Ma dopo la seconda guerra mondiale si verificò la "breve estate" del miracolo economico. Lo sviluppo delle forze produttive, forzato dalla concorrenza, liberò potenziali mai sognati prima, che dovevano rendere possibile una "civiltà del capitalismo". Nonostante la razionalizzazione, la necessità di "lavoro astratto" cresceva come mai prima, in quanto i beni industriali di lusso, prima limitati ad una stretta cerchia (automobile, elettronica di uso domestico e di intrattenimento, ecc.), entravano nel consumo di massa ed i mercati si ampliavano bruscamente. Fu solo allora che le donne vennero integrate, su grande scala sociale, nel lavoro professionale dell'economia di valorizzazione. Il consumo di massa, ivi incluso il turismo di massa, ecc., si trasformò in una sorta di quasi religione. Il fine in sé irrazionale del sistema apparve riconciliarsi con le necessità, anche se in una forma adattata, e sotto molti aspetti distruttiva (trasporto individuale, distruzione dell'ambiente, ecc.). Un altro sottoprodotto del boom del dopoguerra fu l'inarrestabile costruzione dello Stato sociale e delle infrastrutture pubbliche, che si accompagnava ad un elevato grado di istruzione, al lavoro sociale ed all'assistenza sanitaria per tutti. E' vero che la realtà di questa "epoca dorata" della società della valorizzazione del valore e della dissociazione, chiamata "fordismo", dal nome del produttore americano di automobili Henry Ford, si limitava soltanto ai paesi del nucleo industriale occidentale, ma in questo modo faceva brillare ancora una prospettiva di "sviluppo" anche per il resto de mondo.

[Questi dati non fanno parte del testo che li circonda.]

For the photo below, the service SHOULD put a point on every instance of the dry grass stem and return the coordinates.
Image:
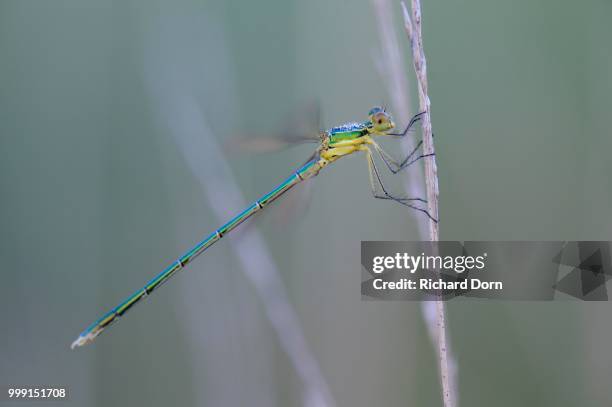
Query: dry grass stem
(412, 24)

Sebbene lo sviluppo delle forze produttive sotto la pressione della concorrenza del mercato universale seguisse, come faceva prima, i dettami di trasformare il lavoro in più lavoro, e sebbene lo splendore del "miracolo economico" cominciasse a svanire già a partire dagli anni settanta, il potenziale di produttività era stato celebrato come "macchina di civiltà". Ormai risalivano al passato le tante generazioni bruciate nelle terribili condizioni del "lavoro astratto". Perfino la liberazione della donna dai suoi ruoli tradizionali, sembrava in gran misura raggiunta, dal momento che anche lei poteva sempre più "guadagnare il suo denaro", e nonostante il "doppio fardello", i compiti domestici venivano considerati suscettibili di robotizzazione grazie all'elettronica, e molte di quelle che erano aree dissociate ora si risolvevano nel settore commerciale, o in istituzioni pubbliche finanziate dallo Stato.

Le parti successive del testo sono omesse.